From SF Indymedia:
“In what may portend a US Marshal-backed raid and seizure, San Francisco Liberation Radio received a courtesy call by FCC agents, who requested permission to inspect the premises and see a broadcast permit, on 7/2. Unlike its East Bay microradio cousins, San Francisco Liberation Radio (93.7 FM) has filed several FCC license applications, which may provide the legal clout to mount a vigorous First Amendment defense. More importantly, SFLR will be relying on the support of its community, including local politicos, as it wages a campaign to safeguard our right to community microradio. SFLR was given a letter warning against unauthorized broadcasting and threatened with jail time and $17,000 in fines…”
The station reportedly has 10 days to respond; it has attempted to apply for a license more than once (for both a regular FM station license and an LPFM one, although there are none available in San Francisco). SFLR has been (mostly) broadcasting for 10 years now, and this is not the first visit the FCC has paid to the station, but it sounds like the enforcement ball is finally rolling on its case.
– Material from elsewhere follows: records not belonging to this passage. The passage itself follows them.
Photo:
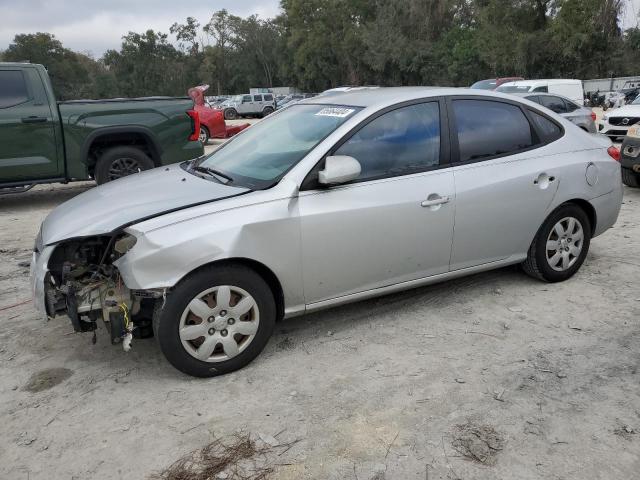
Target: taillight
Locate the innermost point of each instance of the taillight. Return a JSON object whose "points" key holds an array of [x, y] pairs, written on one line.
{"points": [[195, 125], [614, 153]]}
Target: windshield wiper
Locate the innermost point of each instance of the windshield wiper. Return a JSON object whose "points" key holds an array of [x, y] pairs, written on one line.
{"points": [[212, 171]]}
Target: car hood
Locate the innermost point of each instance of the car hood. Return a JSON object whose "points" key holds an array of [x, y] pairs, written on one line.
{"points": [[128, 200], [625, 111]]}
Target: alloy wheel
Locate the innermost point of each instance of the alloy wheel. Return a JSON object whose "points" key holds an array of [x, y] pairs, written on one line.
{"points": [[203, 136], [219, 323], [564, 244]]}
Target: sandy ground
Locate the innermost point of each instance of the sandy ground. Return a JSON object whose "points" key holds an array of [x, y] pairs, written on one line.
{"points": [[545, 378]]}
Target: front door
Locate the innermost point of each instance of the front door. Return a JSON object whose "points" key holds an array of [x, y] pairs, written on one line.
{"points": [[504, 181], [394, 223], [27, 127]]}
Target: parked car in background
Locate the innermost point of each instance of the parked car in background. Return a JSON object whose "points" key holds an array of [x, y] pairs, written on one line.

The Enforcement Action Database will be updated later tonight.
One catch in SFLR’s case is that the station must respond and attempt to exhaust all of its administrative remedies (within the FCC’s own “internal judicial system”) before the courts will look favorably on its challenge to licensing regulations.
Engaging in this drawn-out (and usually futile) process of correspondence is a step overlooked by most microbroadcasters, and it’s the reason why all previous challenges to the law have failed. SFLR’s attempts to apply for a license will surely be helpful in such a challenge but they are only a few steps in the total dance.